因此，無論是作為高附加值產(chǎn)物和蛋白的異源生產(chǎn)宿主，還是用于研究甲醇與過氧化物酶體代謝的相關(guān)機(jī)制，漢遜酵母均需要進(jìn)行不同程度的分子改造。特別是在代謝工程改造中，代謝通路基因的簡(jiǎn)單共表達(dá)并不能實(shí)現(xiàn)目標(biāo)產(chǎn)物的高產(chǎn)，所以需要優(yōu)化目標(biāo)產(chǎn)物通路的通量來消除動(dòng)力學(xué)瓶頸［17－18］。同樣，復(fù)雜的合成生物學(xué)也需要多個(gè)基因協(xié)調(diào)、平衡共表達(dá)［19－21］。為了滿足這些需求，需要多種不同強(qiáng)度、不同特性的啟動(dòng)子來協(xié)調(diào)多基因的表達(dá)。在漢遜酵母表達(dá)系統(tǒng)中應(yīng)用最多的內(nèi)源啟動(dòng)子是漢遜酵母甲醇氧化酶（methanol oxidase）基因啟動(dòng)子PMOX（PAOX）和組成型強(qiáng)啟動(dòng)子——甘油醛-3-磷酸脫氫酶（glyceraldehyde-3-phosphate dehydrogenase）基因啟動(dòng)子PGAP［22］，質(zhì)膜H＋－ATP酶（plasma membrane H（＋）-ATPase）基因啟動(dòng)子PPMA1也在多形漢遜酵母中成功應(yīng)用于異源蛋白的表達(dá)［13，23］。但是，總體來說，在漢遜酵母中，可用的內(nèi)源啟動(dòng)子相對(duì)匱乏，無法滿足高效遺傳改造的需求。

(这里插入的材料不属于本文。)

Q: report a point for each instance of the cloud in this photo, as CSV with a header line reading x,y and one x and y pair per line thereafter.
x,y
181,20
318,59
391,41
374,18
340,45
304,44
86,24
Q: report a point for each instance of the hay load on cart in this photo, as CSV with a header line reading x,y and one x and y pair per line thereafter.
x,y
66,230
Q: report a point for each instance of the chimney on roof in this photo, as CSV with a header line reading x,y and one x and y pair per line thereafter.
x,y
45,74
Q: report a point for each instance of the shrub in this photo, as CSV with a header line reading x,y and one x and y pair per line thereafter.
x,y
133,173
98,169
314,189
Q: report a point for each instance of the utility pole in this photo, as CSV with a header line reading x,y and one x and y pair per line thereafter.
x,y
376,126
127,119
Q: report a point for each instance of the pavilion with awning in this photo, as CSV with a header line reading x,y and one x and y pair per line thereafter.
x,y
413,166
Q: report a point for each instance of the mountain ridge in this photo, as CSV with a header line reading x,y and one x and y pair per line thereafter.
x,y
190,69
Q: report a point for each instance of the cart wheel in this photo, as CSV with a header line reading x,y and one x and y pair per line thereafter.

因此，本研究中，筆者挖掘漢遜酵母糖酵解途徑及活性氧（ROS）防御途徑相關(guān)基因啟動(dòng)子，通過報(bào)告基因GFPuv檢測(cè)啟動(dòng)子的表達(dá)強(qiáng)度，分析其對(duì)不同碳源（葡萄糖和甲醇）響應(yīng)情況，確定啟動(dòng)子的表達(dá)類型與強(qiáng)度，從而拓寬漢遜酵母代謝改造過程中啟動(dòng)子的選擇范圍，為漢遜酵母利用不同碳源（葡萄糖和甲醇）進(jìn)行代謝工程改造以及基礎(chǔ)應(yīng)用研究提供參考。

1 材料與方法

1.1 試劑與儀器

高保真PCR酶、2×Taq Master Mix（Dye Plus）和一步克隆酶（ClonExpressⅡOne Step Cloning Kit）等，南京諾唯贊生物科技有限公司；T4 DNA連接酶等，TaKaRa公司；質(zhì)粒提取試劑盒、PCR純化試劑盒以及膠回收試劑盒，Omega公司；甲醇、葡萄糖、瓊脂粉、無水KH2PO4、各種氨基酸試劑以及各種維他命試劑等，生工生物工程（上海）股份有限公司；（NH4）2SO4、MgSO4以及痕量金屬（trace metal）溶液中的各種試劑，天津市科密歐化學(xué)試劑有限公司；蛋白胨、酵母粉，Oxoid公司。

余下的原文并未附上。